Virtual "Access" Online

Lawmakers designed the ADA to eliminate discrimination against people with disabilities in five key areas:

  • Public accommodations
  • Employment
  • Government facilities and services
  • Telecommunications
  • Transportation

It is in that first area – public accommodations – that the ADA was initially most evident.

Ramps, lifts, electronic door openers, and restrooms roomy enough for people who use wheelchairs are just a few of the accommodations the legislation required to boost the accessibility of public spaces.

Removing physical barriers helps people with mobility challenges be out and about.

Our world has become a more “virtual” in the last 25 years. People with disabilities need equal access to online communications to be in sync with the world.

Unfortunately, people – especially those with visual or fine motor disabilities - can bemoan the fact that there are no mandated “curb cuts” in the digital “cloud.”

The World Wide Web had not yet revolutionized communications when ADA became the law of the land.

In 1990, few people had email accounts. Online banking was unimaginable. Hand-held communication devices (i.e. mobile phones) were part of the Star Trek universe, but not daily lives of people with no commission in Starfleet Command.

That’s why recent legal challenges lodged under the public accommodations provision of the ADA hover over virtual spaces and services.

The highest profile cases involve Netflix, a popular video entertainment service. Plaintiffs claimed in two unrelated lawsuits in 2012 that Netflix’s online streaming library was in violation of the ADA because no video subtitles were provided.

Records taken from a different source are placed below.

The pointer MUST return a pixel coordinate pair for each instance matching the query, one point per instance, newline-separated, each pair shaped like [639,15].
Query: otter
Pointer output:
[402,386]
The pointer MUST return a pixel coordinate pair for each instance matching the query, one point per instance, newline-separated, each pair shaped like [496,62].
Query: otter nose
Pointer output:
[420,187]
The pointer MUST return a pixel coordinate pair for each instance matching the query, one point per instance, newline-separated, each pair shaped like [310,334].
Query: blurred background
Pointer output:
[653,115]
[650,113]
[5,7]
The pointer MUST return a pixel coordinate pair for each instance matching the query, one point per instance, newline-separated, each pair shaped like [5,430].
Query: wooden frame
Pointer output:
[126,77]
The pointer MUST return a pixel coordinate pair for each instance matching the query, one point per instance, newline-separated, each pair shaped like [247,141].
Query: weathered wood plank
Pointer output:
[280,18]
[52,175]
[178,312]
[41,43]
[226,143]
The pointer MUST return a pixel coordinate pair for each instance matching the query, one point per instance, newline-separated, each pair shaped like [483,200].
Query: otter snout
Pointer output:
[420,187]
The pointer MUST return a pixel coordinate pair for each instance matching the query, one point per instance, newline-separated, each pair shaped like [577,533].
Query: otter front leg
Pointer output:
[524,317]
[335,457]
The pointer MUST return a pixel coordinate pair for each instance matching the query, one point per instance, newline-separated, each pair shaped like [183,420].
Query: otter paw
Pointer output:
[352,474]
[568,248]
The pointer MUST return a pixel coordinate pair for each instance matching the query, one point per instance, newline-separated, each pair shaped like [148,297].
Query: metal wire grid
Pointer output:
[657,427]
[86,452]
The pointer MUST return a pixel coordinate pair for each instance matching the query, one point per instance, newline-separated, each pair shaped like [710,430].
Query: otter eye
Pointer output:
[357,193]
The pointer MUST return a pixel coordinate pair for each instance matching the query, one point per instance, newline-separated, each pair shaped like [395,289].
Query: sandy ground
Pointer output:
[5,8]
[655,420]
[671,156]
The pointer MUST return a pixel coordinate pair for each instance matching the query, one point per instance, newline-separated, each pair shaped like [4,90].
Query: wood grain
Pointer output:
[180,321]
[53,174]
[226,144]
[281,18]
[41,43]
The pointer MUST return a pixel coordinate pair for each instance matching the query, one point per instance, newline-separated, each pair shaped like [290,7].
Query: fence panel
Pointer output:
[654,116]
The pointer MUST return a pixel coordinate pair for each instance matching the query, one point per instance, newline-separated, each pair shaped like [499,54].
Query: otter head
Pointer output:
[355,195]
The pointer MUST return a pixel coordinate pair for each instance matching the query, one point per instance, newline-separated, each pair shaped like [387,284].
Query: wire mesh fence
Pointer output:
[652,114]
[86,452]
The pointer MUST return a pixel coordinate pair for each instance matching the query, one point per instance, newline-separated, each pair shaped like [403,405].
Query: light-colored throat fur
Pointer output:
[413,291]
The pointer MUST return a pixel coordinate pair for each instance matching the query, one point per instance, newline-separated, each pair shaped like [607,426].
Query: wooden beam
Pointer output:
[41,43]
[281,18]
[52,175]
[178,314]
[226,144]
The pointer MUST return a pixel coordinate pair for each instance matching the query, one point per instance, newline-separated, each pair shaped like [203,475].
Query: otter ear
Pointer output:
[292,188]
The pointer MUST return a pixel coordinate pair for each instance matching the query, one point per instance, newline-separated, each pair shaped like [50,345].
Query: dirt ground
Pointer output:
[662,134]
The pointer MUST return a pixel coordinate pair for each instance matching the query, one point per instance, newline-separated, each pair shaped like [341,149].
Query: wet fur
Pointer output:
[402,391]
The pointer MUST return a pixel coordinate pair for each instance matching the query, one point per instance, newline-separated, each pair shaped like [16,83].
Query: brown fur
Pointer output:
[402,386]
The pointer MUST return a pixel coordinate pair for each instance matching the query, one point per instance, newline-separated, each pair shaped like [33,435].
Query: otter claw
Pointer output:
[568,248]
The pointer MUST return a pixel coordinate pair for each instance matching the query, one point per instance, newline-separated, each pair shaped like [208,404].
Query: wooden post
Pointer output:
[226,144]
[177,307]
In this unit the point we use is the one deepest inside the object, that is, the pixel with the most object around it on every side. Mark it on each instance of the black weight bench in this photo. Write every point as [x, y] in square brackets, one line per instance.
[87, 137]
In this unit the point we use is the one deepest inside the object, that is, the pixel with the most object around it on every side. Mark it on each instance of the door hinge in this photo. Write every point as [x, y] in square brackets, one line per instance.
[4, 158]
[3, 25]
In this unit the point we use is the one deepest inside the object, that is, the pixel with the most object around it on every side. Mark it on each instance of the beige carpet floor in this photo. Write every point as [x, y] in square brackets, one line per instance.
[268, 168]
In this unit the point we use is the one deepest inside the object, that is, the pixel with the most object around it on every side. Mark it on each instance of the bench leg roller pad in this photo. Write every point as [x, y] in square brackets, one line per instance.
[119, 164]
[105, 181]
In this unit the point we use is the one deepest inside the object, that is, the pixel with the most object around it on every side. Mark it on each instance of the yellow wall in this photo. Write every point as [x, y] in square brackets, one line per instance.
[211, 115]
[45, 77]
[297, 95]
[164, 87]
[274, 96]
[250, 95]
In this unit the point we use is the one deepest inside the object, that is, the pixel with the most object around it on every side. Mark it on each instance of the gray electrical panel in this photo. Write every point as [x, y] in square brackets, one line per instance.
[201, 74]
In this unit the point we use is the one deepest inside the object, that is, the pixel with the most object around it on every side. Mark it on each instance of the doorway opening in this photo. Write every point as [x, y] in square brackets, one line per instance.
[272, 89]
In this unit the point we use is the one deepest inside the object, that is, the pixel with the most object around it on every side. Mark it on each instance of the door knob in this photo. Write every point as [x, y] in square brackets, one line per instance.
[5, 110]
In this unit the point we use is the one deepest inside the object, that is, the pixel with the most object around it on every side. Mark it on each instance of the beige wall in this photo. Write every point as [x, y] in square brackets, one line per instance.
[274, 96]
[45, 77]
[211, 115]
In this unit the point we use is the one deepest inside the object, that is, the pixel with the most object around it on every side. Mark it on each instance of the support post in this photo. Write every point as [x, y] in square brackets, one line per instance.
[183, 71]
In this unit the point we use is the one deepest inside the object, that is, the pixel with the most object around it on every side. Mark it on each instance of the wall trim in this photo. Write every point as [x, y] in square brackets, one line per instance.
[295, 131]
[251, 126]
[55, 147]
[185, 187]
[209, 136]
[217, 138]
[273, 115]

Complexity of the issue was underscored by the fact that outcomes in two federal district courts were different, although the cases themselves were similar.

One court ruled that the phrase “a place of public accommodation” in the ADA applied only to places with a physical presence.

The other court interpreted the phrase more broadly to include websites, saying they operate like modern-day stores.

The latter interpretation sets an important precedent. Owners of websites that are not designed to be accessible may be sued for failing to take affirmative actions and violating the ADA.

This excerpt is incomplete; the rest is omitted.